Коннор наконец вздыхает.
– Что тебе надо? – Голос его звучит совершенно не сонно; в нем даже не слышится раздражения. – Ложись спать. Ты всегда злобствуешь, когда не высыпаешься, и морда у тебя становится еще уродливее.
– Заткнись.
– Эй, ты же хотела поболтать. Я не виноват, что тебе не нравится то, что я говорю. – Он отвечает так, как будто с ним всё в порядке.
Но это не так.
Я падаю обратно на кровать. Постельное белье пахнет магазином распродаж, застарелым по́том и грязными ногами. Вся комната пахнет магазином распродаж. Я ненавижу этот номер. Я хочу вернуться домой… в тот дом, что мы с мамой и Коннором так старались сделать уютным. Там у меня была собственная спальня, стену в которой я сама расписала по трафарету фиолетовыми цветами. В дом с комнатой-убежищем, которую Коннор отделал в стиле зомби-апокалипсиса.
Наш дом находится на берегу озера Стиллхауз и символизирует то, чего мы, как мне казалось, лишились навсегда: безопасность. Воспоминания о годах, прошедших с того дня, как мы покинули наш первый дом в Уичито, сливаются в одну унылую череду безликих комнат и серых городов. Мы никогда не оставались на одном месте достаточно надолго, чтобы я могла ощутить себя дома.
В Стиллхауз-Лейк все было по-другому. Этот дом казался постоянным, как будто для всех нас жизнь началась заново. У меня даже появились приятели. Друзья.
Там была Далия Браун, которую я сначала ненавидела, а потом она стала моей подругой. Было горько покидать ее, словно выброшенную сломанную игрушку. Она не заслужила этого. Я тоже этого не заслужила. У меня вроде как даже завелся бойфренд, но я с легким потрясением понимаю, что совсем не скучаю по нему. Я даже не думаю о нем.
Только о Далии.
Мы спешно покинули дом, почти ничего не забрав, и я гадаю: быть может, сейчас он снова разграблен и разорен? Вероятно, так и есть. Новости о том, кто мы такие и кто наш отец, всплыли в самый разгар всего этого бардака с офицером Грэмом, и я помню, что случалось с нашими прежними жилищами, когда люди узнавали об этом. Надписи краской на стенах. Мертвые зверушки на крыльце. Выбитые окна и изуродованные машины.
Люди иногда бывают совершенно дерьмовыми тварями.
Я не могу перестать воображать себе, что теперь стало с нашим домом в Стиллхауз-Лейк, если люди, не найдя нас, решили отыграться на нем. От этих картин у меня все сжимается в груди и бурлит в животе. Я поворачиваюсь на бок и сердито взбиваю дешевую подушку, пытаясь сделать ее поудобнее.

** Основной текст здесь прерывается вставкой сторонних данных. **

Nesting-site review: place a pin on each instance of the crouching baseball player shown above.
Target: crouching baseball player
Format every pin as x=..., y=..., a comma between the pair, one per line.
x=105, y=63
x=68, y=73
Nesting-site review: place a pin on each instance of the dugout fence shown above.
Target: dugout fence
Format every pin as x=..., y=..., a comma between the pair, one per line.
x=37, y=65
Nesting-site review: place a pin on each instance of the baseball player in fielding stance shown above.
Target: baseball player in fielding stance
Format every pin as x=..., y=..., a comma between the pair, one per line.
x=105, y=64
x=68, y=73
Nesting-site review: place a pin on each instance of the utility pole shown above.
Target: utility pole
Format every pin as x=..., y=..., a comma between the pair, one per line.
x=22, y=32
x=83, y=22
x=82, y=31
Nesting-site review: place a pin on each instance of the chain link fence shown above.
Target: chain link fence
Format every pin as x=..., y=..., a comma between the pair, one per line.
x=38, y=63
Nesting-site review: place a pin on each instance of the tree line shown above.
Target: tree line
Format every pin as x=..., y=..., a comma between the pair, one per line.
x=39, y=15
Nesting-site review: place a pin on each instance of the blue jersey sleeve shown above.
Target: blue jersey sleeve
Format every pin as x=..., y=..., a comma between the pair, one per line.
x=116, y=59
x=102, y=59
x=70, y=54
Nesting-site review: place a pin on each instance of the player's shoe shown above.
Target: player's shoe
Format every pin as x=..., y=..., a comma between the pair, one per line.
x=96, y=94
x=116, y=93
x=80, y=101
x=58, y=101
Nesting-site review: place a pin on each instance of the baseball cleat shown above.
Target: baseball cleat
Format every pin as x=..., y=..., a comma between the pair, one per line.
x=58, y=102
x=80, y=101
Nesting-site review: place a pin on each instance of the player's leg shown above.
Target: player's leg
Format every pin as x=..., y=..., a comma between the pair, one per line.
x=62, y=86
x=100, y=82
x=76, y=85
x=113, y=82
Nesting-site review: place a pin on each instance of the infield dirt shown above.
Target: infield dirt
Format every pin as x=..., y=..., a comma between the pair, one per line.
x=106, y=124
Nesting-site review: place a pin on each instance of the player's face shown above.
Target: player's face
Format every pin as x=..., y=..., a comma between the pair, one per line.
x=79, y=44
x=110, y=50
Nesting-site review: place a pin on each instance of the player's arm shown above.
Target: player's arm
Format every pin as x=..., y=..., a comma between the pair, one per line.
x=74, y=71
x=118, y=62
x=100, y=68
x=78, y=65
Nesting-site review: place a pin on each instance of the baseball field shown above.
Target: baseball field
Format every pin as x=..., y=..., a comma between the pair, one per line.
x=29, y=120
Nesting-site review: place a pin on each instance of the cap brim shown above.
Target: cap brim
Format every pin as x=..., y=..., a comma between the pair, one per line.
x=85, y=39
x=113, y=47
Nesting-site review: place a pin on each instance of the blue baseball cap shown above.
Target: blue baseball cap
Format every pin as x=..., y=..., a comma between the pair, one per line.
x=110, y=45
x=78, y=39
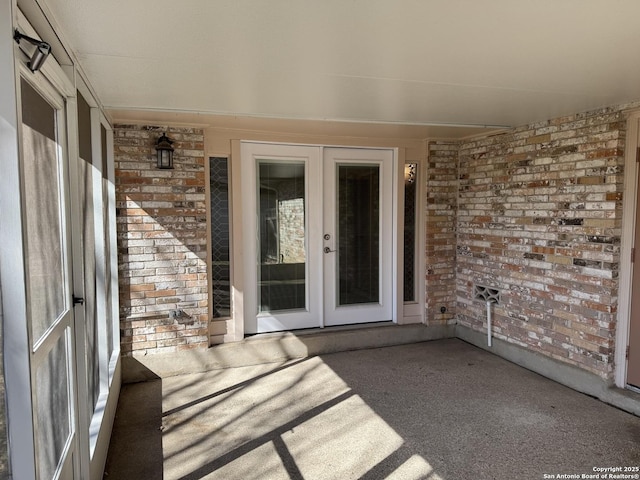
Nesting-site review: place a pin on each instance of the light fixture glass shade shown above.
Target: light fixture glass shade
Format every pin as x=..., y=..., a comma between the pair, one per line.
x=164, y=152
x=39, y=56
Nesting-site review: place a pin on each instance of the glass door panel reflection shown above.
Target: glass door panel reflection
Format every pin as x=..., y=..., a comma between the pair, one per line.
x=282, y=255
x=358, y=212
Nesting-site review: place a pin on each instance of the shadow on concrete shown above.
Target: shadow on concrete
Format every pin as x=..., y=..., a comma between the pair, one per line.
x=135, y=450
x=442, y=410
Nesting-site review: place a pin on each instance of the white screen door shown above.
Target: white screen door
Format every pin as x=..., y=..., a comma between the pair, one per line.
x=317, y=236
x=47, y=266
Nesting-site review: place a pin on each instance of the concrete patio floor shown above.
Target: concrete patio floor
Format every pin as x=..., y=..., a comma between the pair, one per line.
x=435, y=410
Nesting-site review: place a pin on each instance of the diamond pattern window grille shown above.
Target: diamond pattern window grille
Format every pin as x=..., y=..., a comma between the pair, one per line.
x=220, y=225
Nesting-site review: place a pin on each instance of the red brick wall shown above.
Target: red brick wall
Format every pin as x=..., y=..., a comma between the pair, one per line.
x=539, y=218
x=162, y=240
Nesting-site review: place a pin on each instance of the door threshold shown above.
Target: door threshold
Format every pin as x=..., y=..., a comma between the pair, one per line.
x=633, y=389
x=316, y=330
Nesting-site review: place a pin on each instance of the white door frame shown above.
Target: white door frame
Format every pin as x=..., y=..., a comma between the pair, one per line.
x=249, y=152
x=627, y=242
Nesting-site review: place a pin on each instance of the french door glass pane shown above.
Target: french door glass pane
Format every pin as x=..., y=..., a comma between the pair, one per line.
x=43, y=236
x=358, y=213
x=281, y=236
x=53, y=421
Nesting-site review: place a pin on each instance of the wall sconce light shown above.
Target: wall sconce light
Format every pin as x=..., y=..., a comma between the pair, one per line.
x=165, y=152
x=42, y=51
x=409, y=173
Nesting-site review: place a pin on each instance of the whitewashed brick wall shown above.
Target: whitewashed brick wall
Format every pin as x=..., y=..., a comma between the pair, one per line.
x=539, y=218
x=162, y=241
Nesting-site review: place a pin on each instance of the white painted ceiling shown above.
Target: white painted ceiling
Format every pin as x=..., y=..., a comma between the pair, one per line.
x=461, y=62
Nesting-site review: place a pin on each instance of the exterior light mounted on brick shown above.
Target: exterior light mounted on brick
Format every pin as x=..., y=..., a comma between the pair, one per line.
x=164, y=152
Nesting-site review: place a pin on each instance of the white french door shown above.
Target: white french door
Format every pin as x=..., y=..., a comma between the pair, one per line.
x=49, y=283
x=358, y=254
x=317, y=226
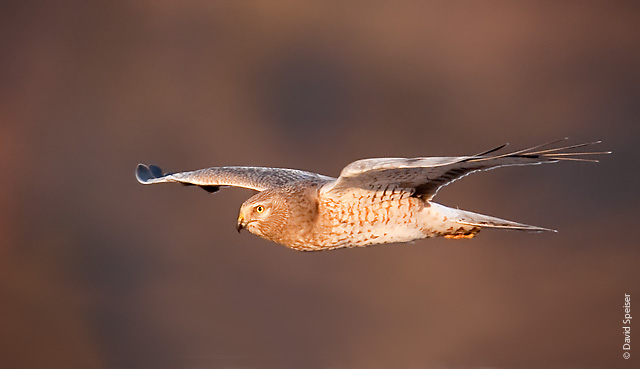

– Как ты думаешь, от кого была эта эсэмэска?
– От папы, – отвечает Коннор. Я слышу в его голосе что-то странное, какую-то мгновенную заминку, но не знаю, что она означает. Гнев? Страх? Тоску? Быть может, все это сразу… Я знаю то, чего, вероятно, не знает мама: Коннор действительно не понимает, почему наш папа – монстр. Я имею в виду, что он в курсе, но ему было всего семь лет, когда наша жизнь перевернулась вверх дном; он помнит человека, который иногда был замечательным отцом, и скучает по этому человеку. Я была старше. И я девочка. Я вижу все по-другому. – Мне кажется, теперь она собирается отправиться следом за ним.
Теперь я слышу в голосе брата другие интонации. И узнаю́ их. Поэтому копаю глубже.
– Тебя это злит, верно?
– А тебя нет? Она хочет бросить нас, словно приблудных котов, – говорит Коннор. На этот раз голос его звучит холодно и ровно, без каких-либо намеков. – Скорее всего, на бабушку.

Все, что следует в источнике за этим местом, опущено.